I had a good friend offer me a 3 phase motor/gear reducer the other day and I told him I didn't have any use for it. I think I'll see if he still has it.
Thanks for the idea. ;D ;D

Patrick


----------



## aametalmaster (Dec 22, 2010)

Hey if its free grab it. Even if you don't use it for an index head you will find another use for it...Bob


----------



## aametalmaster (Dec 29, 2010)

Well my 4" 3 jaw chuck came today. Tomorrow i have a "student" from the PM site coming over to learn chipmaking and we will make a backplate. I have been side tracked with job interviews and the holiday but i will get this thing finished...Bob


----------



## aametalmaster (Jan 2, 2011)

Well my drugs finally wore off from the last few days and i was able to head to the SB dungeon and work on my 4" backplate for my 3 jaw chuck. I got it all rough turned and tomorrow i will bore and thread it with Video...Bob


----------



## aametalmaster (Jan 4, 2011)

Here is a little vid of turning my 4" CRS backplate for my 4" chuck. 3/16" deep cut running in backgear.
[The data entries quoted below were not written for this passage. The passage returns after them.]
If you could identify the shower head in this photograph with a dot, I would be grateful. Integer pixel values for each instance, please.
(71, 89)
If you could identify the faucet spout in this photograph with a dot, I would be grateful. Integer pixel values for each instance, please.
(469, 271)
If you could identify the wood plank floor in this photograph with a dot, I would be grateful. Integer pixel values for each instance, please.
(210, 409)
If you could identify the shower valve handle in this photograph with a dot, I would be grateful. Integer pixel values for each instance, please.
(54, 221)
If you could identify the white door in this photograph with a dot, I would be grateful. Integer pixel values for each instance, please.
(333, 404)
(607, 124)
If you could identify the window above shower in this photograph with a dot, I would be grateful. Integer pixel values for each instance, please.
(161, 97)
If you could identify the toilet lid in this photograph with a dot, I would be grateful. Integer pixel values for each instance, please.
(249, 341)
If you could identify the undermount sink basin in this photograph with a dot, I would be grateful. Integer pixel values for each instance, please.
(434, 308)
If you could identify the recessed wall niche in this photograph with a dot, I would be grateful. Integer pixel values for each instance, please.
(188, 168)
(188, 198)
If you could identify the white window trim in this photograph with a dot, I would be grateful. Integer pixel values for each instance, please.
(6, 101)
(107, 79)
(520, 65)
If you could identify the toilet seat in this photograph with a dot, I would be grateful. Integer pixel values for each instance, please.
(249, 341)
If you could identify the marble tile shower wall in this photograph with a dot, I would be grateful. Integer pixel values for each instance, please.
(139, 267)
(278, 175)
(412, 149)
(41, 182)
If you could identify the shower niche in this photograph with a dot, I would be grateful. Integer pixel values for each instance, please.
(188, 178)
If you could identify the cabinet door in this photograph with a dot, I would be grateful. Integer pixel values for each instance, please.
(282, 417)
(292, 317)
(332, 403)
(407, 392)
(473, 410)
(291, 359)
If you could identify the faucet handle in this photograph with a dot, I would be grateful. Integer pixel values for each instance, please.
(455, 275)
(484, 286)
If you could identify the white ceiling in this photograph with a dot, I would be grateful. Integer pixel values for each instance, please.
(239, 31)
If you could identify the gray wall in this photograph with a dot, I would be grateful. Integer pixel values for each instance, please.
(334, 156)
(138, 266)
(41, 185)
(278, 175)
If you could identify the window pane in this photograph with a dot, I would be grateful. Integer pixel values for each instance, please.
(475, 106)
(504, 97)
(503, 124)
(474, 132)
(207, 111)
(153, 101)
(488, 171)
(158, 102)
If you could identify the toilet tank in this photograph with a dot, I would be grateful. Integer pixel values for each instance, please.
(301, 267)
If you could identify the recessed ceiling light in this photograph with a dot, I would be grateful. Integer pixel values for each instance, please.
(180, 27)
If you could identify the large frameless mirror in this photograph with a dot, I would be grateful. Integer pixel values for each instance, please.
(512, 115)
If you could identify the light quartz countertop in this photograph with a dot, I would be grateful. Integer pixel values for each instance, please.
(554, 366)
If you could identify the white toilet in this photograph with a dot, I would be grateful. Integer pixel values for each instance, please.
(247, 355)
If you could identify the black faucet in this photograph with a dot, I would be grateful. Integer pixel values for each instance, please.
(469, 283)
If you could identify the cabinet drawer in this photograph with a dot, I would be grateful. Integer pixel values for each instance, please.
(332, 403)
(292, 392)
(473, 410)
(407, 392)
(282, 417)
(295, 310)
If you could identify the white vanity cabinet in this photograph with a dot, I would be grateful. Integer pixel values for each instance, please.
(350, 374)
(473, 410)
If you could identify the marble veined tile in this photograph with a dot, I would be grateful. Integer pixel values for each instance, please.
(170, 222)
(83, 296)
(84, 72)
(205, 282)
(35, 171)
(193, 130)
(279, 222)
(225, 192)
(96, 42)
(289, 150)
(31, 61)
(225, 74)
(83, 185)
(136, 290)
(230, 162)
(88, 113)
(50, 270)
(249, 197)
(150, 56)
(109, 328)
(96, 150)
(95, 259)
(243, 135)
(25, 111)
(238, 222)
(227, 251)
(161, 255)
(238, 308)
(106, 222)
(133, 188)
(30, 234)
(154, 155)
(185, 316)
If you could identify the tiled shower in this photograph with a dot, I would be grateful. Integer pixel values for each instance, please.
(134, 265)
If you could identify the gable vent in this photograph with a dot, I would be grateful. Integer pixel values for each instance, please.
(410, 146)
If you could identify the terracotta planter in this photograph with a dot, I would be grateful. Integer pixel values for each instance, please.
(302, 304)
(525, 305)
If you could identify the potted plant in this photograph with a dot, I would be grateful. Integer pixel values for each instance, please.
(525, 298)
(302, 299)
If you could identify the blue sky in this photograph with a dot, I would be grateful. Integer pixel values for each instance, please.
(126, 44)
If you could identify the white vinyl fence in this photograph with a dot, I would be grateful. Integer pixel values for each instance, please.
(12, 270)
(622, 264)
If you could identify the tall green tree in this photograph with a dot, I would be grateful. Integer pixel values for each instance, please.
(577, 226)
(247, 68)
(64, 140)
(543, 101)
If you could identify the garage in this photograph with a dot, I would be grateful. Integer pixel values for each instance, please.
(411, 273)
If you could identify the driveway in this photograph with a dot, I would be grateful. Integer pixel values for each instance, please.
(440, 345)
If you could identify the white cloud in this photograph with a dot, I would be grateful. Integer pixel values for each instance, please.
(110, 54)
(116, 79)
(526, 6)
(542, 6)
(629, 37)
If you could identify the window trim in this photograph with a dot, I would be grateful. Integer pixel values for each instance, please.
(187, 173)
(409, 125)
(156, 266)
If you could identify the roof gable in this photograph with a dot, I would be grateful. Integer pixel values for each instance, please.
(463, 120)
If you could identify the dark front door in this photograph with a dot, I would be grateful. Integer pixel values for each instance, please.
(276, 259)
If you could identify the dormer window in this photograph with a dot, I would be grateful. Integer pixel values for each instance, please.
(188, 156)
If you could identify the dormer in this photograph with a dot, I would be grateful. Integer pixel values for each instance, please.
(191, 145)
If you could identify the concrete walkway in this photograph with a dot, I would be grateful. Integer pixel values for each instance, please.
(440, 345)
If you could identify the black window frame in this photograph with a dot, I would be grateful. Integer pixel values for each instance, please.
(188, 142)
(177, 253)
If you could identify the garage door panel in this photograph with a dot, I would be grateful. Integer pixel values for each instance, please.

Click on the pic. Enjoy...Bob


----------



## Old Iron (Jan 4, 2011)

Lathes doing a good job, Should be a nice one!

Paul


----------



## aametalmaster (Jan 5, 2011)

Got the chuck backplate made and here is how i marked for the 3 bolt holes. I have a degree wheel that mounts on the end of the spindle with a pointer (pic1) Then i have a scriber mounted in my toolpost on the lathe centerline. And with the degree wheel on zero i scribe a line (pic2) then i move the wheel to 120* and 240* and scribe 2 more lines. Then i needed to move the cross slide in 5/16" from the edge for the center of the hole (pic3) and rotate the spindle while i scribe 3 more lines and (pic4) its all scribed ready to punch and drill...Bob


----------



## aametalmaster (Jan 5, 2011)

Chucks on !!!! Mounted my JTS Machinery 4" 3 jaw...Bob


----------



## aametalmaster (Jan 5, 2011)

I need to finish the handle, sector arms and add a brake for the spindle. I have drawings made for both of them. I think i need to make a flat in the drive spindle for the handle. Maybe tonight i will mill the slot in the handle...Bob


----------



## Old Iron (Jan 5, 2011)

Looks good Bob something you can be proud of. Be waiting for the last picture!

Paul


----------



## aametalmaster (Jan 7, 2011)

Well here are the sector arms being made. I started with some 1/8" x 1 1/2" flat bar and drilled 2 1/2" holes on one end. Then i took a 1" round bar and drilled a 1/2" hole thru it and sandwiched it all together with a bolt. Then scribed some lines, trimmed in the bandsaw and then shaped in the shaper. I could have just as easy cut them with a recip saw and ground them in a vise but i like my shaper. Tomorrow i will grind off and round the one end down to the round bar. Then one arm needs an offset so they both lay flat...Bob
Just click the link below...
http://s110.photobucket.com/albums/n86/aametalmaster/?action=view&amp;current=shaper004.mp4


----------



## aametalmaster (Jan 9, 2011)

Couple more pics of the sector arm jig and how i ground the arms and then the arms. I need to bend a 45* in one so they both lay flat then cut off to suit...Bob


----------



## aametalmaster (Jan 9, 2011)

Well we can all learn together. I did it 35 years ago and like everything else i forgot but someday it might come back. I lots of books to go thru...Bob


----------